G.I. Jobs is a private organization that surveys 7,000 schools nationwide about the services they provide to veterans and makes that information available through its magazine and website. Methodology for compiling the research was developed with assistance of an advisory board made up of educators from across the country.
To be named a Military Friendly School, a university is evaluated on such areas as flexibility in class scheduling and requirements, transferring academic credits, providing support for veterans, and academic accreditation.
UW-Superior provides a veterans benefits coordinator to help veterans understand their government education benefits and to arrange payment for their tuition and fees. The university also tries to maximize the number of military training and education credits that veterans can transfer to UW-Superior to apply toward their university degrees.
Roth said changes also have been made to assist veterans who begin their education and then are interrupted by a return to active duty.
"Our faculty members really understand that sometimes veterans may get called up, so we've adjusted our policies to accommodate student veterans who may have to return to active duty," she said.
UW-Superior currently has enrolled about 150 military veterans and 50 family members of veterans. Roth said she believes they feel comfortable on campus because the university has many students of non-traditional age attending classes.
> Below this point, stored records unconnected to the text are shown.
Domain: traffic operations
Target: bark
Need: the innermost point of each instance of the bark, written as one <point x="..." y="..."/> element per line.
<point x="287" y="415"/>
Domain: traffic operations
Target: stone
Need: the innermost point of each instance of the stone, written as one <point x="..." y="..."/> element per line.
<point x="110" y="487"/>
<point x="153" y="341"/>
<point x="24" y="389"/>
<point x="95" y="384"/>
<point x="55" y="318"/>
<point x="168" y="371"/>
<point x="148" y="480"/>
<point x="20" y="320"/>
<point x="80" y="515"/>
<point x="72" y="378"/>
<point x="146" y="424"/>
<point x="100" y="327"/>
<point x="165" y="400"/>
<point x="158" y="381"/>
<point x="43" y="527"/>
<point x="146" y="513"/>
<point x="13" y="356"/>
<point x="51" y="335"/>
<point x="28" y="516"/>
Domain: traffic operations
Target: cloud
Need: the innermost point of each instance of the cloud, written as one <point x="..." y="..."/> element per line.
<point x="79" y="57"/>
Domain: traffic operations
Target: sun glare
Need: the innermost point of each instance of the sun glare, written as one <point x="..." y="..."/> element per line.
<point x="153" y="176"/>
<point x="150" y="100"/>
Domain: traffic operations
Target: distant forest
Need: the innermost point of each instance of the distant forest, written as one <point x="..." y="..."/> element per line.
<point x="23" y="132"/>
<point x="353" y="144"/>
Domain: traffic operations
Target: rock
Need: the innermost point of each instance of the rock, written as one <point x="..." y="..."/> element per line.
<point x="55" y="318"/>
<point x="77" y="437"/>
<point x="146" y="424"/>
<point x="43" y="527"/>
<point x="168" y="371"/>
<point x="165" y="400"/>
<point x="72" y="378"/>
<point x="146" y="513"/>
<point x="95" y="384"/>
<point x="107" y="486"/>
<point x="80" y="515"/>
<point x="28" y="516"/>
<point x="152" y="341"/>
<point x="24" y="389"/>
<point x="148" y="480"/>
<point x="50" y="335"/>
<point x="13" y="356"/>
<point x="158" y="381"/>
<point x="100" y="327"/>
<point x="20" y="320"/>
Tammy Fanning, assistant to the dean of students, said UW-Superior's size and its tradition of providing personal service also appeals to many veterans.
"We make every effort to assist them as they transition from the military to campus," she said. "Being able to individualize our services is why we're so successful."
Bill Cradick, a sophomore from Waconia, Minn., and a Marine Corps veteran, experienced that service when his education benefits from the Veterans Administration were slow in arriving. "The (university) said that they would not make me pay any fees until I was given the money by the VA," he said.
Fanning, who also is advisor to the campus Vets Club, said the university has brought in speakers from the Veterans Administration and the Douglas County Veterans Services Office to help keep veterans informed of benefits and services available to them.